I slice off a chunk of cheddar cheese not because I am hungry but because my teeth want to gnaw. The serrated knife finds the tip of my thumb, so discreetly that for a moment I’m not sure what I felt had been real.

“Did it get me?” I ask. The bead of red blood tells me yes, the knife got me. I have band-aids in the bathroom, but the wound isn’t deep and I’m not concerned, so for the moment, I just suck up the red in between bites of cheddar cheese. It will be my dose of nutritional iron for the day, I decide. Only once I wipe my hands of the last crumbs do I go fishing underneath the bathroom sink.

By the time I remove the band-aid an hour later (sticky and dissolved because I have done dishes in the interim) the sides of the wound have knit together like two chapped lips puckered for a kiss.

How fast flesh wounds heal, I muse. Would I could say the same for those of the soul. I hate fighting with you, but we have fought, and so tonight while you sleep soundly I simmer inside like a soup set over a low burner on the stove and then forgotten. By the time you remember it, hours later, the edges of the pan are brown, crusted. I’m surprised to note that my fingertip wound has knitted up cleanly, that it does not have this brown, crumbly puss burping out from it.

My mother always said: never go to bed angry.

My father always said: everything will feel better in the morning. I want to wake you up and ask you which you would prefer, but you look so angelic when you sleep that I go back to deliberating with my reflection in the mirror. “Mom’s advice, or Dad’s?” I ask. My reflection purses her lips. I wonder if I look as drunk as my mirrored self, then laugh with relief.
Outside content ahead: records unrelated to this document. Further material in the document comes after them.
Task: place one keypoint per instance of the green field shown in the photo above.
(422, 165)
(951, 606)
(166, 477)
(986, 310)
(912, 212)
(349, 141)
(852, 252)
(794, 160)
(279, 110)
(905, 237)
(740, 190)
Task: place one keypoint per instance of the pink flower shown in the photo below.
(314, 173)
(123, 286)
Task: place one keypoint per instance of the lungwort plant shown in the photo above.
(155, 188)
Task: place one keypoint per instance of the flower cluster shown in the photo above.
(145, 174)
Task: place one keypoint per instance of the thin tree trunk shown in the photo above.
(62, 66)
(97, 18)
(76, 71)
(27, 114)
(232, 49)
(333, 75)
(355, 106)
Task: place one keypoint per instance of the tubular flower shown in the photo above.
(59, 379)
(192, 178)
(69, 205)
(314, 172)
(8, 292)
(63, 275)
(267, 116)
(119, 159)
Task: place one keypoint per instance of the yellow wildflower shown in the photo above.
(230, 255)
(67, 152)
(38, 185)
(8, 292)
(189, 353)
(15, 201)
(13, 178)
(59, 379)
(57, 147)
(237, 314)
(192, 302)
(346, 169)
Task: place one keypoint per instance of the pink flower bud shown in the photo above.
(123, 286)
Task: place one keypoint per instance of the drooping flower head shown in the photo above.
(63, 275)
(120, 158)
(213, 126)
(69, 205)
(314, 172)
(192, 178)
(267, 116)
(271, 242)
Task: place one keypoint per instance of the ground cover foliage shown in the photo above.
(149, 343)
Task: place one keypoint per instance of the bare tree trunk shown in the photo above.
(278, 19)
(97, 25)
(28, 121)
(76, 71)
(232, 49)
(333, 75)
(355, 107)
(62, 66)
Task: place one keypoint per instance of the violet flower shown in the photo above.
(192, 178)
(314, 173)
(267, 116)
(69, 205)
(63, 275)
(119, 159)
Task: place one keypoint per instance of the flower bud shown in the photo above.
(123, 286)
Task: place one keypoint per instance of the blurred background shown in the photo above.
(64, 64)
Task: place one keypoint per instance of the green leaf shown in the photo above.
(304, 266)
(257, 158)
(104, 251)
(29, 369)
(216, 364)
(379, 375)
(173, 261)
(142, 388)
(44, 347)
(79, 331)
Nobody looks that drunk.

I go to bed not because I am tired but because I have absolutely nothing else to do.

By morning your arm is around me; it is your tacit way of saying you have forgiven me, and therefore I have forgiven you, and I do not protest as I curl into your body with a contented sigh.

“So we’re okay then?” you ask sleepily, happily, and I purr out agreement. There is contentment in the early morning sunlight that falls on the sheets.

“Do you believe in divine intervention?” I ask suddenly, raising my head from your chest.

“What?” you say absently, not understand why I have asked this. But then, neither do I.

“Nothing,” I say, settling back into the crook of your arm.